Re: [eigen] Malloc-free dynamic matrices

On Thu, Mar 4, 2010 at 5:54 PM, Benoit Jacob <jacob.benoit.1@xxxxxxxxx> wrote:

2010/3/4 Gael Guennebaud <gael.guennebaud@xxxxxxxxx>:

>
> yes there are hundreds of way to achieve these goals without touching
> Matrix, but none of the solutions will be as convenient as having it by
> default directly inside Matrix. For instance, nobody would ever think about
> removing reserve from std::vector! I really don't see any valuable argument
> against doing so. Let me be clear, such a change won't affect at all the
> performance for normal use cases, while it will significantly speedup and
> simplify (via push* functions) the assembly of large matrices and vectors.
> So let's rather focus about implementing it inside Eigen.

OK.

> Regarding the question I asked about offering a 2D or 1D reserve, I would
> finally go for the 1D variant. The main reasons are:
> - consistent with the behavior of MaxRows/MaxCols
> - no stride => all Matrix objects keep the linear access flag
> - easier to make it consistent with other resizing features
>
> Everybody agree with that?

I didn't follow the 1D vs 2D debate but at least i don't object. And
definitely, I want all Matrix objects to keep the linear access flag.

>
> Ok, now we need an additional m_allocatedSize integer in the class Matrix
> (only for dynamically sized matrices, but without any option to
> enable/disable it, I want it to be the default and unique choice). Note that
> such a change implies an ABI change, and so it is important do discuss it
> now.

Yes.

> Moremover in order to be able to freely add new features in the future
> without breaking the ABI, I would even add at least one other integer, just
> in case. For instance to have dynamic flags, or so. I'm not 100% sure about
> that, but why not?
>
> To add these extra attributes, I see two options:
>
> The standard one using ei_int_if_dynamic<>. con: increases sizeof(MatrixXf)
>
> The second one is to put them at the begining of the dynamically allocated
> buffer. So more precisely, the allocation/dealocation would become:
>
> alloc:
> m_data = ei_aligned_new(size+<16 bytes>) + <16 bytes>;
> allocatedSize() = size;
>
> dealloc:
> ei_aligned_delete(m_data-<16bytes>);
>
> int& allocatedSize() {return (m_data-<16bytes>);}
>
> Disclaimer: yes the above is not C++, it is just to picture the idea!

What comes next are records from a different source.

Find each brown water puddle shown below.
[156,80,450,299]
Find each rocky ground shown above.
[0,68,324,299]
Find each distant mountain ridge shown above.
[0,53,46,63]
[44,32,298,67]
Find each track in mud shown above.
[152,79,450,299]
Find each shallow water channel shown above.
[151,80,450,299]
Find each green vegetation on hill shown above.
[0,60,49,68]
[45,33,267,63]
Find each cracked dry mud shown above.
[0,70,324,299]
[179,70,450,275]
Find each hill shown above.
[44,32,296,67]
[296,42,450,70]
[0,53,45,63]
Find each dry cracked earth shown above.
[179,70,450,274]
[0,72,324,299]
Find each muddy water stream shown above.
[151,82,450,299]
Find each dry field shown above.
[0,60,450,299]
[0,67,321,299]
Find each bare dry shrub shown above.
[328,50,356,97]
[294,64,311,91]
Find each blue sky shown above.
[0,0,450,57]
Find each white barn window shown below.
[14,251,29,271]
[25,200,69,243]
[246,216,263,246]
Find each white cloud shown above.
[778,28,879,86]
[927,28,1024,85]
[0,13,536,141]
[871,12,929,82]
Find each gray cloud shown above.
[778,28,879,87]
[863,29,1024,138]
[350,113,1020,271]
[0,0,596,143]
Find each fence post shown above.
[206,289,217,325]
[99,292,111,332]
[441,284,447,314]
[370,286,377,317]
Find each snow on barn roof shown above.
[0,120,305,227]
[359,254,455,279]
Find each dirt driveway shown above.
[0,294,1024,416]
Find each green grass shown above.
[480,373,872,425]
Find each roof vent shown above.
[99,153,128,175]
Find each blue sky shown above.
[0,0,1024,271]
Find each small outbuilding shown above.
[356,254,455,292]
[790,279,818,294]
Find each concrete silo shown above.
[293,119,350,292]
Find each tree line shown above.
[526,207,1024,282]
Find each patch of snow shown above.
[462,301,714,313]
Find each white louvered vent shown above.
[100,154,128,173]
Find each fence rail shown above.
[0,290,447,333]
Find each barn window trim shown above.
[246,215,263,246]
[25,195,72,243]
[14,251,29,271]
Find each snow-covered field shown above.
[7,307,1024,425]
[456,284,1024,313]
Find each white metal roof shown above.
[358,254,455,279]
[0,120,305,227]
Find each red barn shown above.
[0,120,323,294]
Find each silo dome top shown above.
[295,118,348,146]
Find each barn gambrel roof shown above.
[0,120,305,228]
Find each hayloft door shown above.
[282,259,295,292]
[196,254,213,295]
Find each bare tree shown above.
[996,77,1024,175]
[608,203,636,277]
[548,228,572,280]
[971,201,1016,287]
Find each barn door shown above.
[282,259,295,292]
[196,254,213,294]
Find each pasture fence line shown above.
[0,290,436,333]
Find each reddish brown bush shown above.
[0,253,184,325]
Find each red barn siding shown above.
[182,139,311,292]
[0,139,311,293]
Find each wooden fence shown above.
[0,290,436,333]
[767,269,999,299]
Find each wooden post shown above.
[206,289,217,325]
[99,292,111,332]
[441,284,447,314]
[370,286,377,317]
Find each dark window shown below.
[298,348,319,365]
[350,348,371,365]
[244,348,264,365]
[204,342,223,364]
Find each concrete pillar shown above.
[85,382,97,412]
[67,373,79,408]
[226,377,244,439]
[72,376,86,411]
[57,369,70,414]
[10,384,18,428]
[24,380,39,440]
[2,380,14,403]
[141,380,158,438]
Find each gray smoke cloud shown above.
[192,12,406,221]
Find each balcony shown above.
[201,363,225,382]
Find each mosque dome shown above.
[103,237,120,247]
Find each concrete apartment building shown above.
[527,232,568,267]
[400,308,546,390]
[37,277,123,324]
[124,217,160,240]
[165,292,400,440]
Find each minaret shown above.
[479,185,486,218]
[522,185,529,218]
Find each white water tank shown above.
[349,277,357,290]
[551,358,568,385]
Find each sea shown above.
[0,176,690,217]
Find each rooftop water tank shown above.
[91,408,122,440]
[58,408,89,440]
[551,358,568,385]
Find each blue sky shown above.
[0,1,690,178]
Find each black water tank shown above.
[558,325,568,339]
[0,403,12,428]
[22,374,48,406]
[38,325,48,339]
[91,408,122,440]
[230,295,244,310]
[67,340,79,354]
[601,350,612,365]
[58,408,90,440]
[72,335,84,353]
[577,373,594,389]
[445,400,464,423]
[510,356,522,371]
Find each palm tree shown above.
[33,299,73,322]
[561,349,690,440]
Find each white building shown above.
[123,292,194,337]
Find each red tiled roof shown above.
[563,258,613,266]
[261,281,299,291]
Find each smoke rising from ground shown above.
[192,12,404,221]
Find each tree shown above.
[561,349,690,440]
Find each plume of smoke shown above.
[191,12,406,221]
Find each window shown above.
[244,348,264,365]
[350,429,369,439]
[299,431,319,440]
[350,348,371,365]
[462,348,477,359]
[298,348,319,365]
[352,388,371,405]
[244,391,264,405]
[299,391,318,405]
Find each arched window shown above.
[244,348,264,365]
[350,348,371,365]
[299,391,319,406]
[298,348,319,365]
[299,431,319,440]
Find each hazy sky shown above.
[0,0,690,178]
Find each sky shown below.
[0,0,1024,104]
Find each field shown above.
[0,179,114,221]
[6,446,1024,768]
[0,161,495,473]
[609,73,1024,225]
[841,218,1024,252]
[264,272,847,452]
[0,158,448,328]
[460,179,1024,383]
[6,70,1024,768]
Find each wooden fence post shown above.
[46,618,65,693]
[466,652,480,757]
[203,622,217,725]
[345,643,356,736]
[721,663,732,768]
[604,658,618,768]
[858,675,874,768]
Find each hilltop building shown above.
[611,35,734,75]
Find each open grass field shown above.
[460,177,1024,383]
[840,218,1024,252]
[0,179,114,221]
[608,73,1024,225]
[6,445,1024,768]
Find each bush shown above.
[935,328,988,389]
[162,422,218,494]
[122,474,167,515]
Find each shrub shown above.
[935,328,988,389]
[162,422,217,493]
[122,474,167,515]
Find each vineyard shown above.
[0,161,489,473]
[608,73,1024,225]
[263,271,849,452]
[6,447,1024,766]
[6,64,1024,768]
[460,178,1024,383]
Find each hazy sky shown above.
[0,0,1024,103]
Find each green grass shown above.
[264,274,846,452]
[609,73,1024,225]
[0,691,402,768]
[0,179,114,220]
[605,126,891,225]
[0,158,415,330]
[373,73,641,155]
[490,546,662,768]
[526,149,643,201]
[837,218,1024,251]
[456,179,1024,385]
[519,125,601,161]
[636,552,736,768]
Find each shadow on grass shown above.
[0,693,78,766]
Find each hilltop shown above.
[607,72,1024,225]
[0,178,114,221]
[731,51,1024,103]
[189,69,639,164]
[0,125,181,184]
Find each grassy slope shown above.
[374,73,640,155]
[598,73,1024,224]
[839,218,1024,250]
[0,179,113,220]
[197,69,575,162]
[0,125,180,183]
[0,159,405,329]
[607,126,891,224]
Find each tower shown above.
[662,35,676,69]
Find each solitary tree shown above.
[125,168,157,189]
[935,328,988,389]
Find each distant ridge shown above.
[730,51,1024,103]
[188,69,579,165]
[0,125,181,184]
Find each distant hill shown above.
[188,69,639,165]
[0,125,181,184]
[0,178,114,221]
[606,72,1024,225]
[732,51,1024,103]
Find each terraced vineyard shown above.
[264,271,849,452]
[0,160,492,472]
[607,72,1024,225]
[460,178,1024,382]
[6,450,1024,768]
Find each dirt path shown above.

This looks like going only halfway toward heap-stored data. Instead,
why not take the bolder move of adding a d-pointer? We would put there
any additional data that is OK to access with non-inline functions. So
we would keep directly as data members the array pointer m_data and
the dimensions m_rows and m_cols so we can still call
rows()/cols()/data() at zero cost (useful as they are used all the
time) but other less frequently used data could be deferred onto the
d-pointer and accessed through no-inline accessors.

To be honest I don't see how adding a d-pointer can offer more flexibility. My proposal affords the same with less memory and runtime overhead: a true d-pointer would requires in addition one pointer, one call to malloc, and the extra memory used by the system to manage the allocated memory. The main concern is of course the additional malloc call per object. My proposal requires only sizeof(D_structure) which must be a multiple of 16bytes to preserve alignment.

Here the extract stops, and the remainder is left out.